Accurately estimating the spatial distribution of soil organic carbon (SOC) in coal mining regions is crucial for soil quality restoration and understanding global carbon cycling. Given the complex mechanisms influencing SOC in coal mining areas, research on the dynamic and high-precision digital analysis of SOC content before and after subsidence and reclamation in high groundwater mining sites remains limited. In this study, we employed four machine learning algorithms—Cubist, Random Forest (RF), Support Vector Machine (SVM), and Extreme Gradient Boosting (XGBoost)—in conjunction with a model fusion technique to analyze SOC content across various subsidence stages in high groundwater mining areas: control land (CL), subsided land (SL), and reclaimed land (RL).
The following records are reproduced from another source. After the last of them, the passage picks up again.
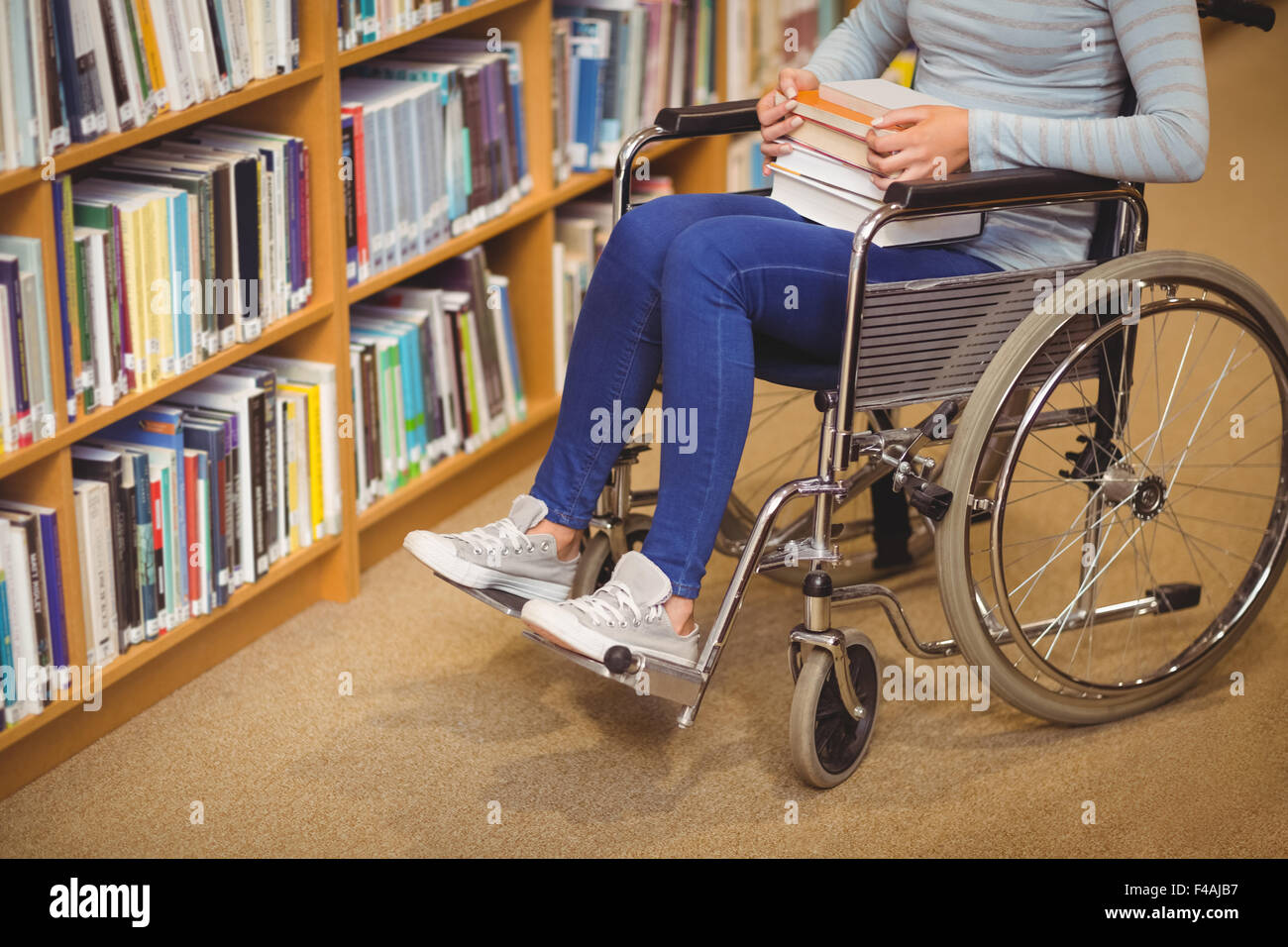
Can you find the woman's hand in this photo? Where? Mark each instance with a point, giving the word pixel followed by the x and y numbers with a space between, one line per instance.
pixel 776 111
pixel 934 142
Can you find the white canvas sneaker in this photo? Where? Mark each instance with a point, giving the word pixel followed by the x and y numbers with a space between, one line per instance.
pixel 627 611
pixel 500 556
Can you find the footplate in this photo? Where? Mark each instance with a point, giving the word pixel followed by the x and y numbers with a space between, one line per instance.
pixel 645 676
pixel 503 602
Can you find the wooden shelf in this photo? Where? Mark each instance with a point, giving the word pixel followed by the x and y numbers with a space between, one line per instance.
pixel 88 153
pixel 441 25
pixel 136 401
pixel 520 211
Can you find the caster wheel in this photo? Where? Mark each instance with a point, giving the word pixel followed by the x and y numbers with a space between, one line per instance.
pixel 596 558
pixel 828 744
By integrating high-resolution imagery from China’s GF-1 satellite, we generated a predictive map of surface SOC content. Additionally, we utilized an optimal parameter-based geographical detector (OPGD) model to quantitatively identify the key factors driving SOC spatial variation within the study area. Our results indicate that the fusion model combining RF and Cubist outperformed the others, achieving a coefficient of determination (R 2) of 0.73, a root mean square error (RMSE) of 0.73 g/kg, and a ratio of performance to interquartile distance (RPIQ) of 2.50. The predictive map highlights that high SOC concentrations in the mining area are predominantly found in reclaimed lands. Organism-related factors emerged as the strongest explanatory variables for SOC content in these areas and constituted the most critical dataset in our model development. This cost-effective, high-efficiency approach offers valuable insights into SOC research and informs strategies for soil remediation in mining-affected lands.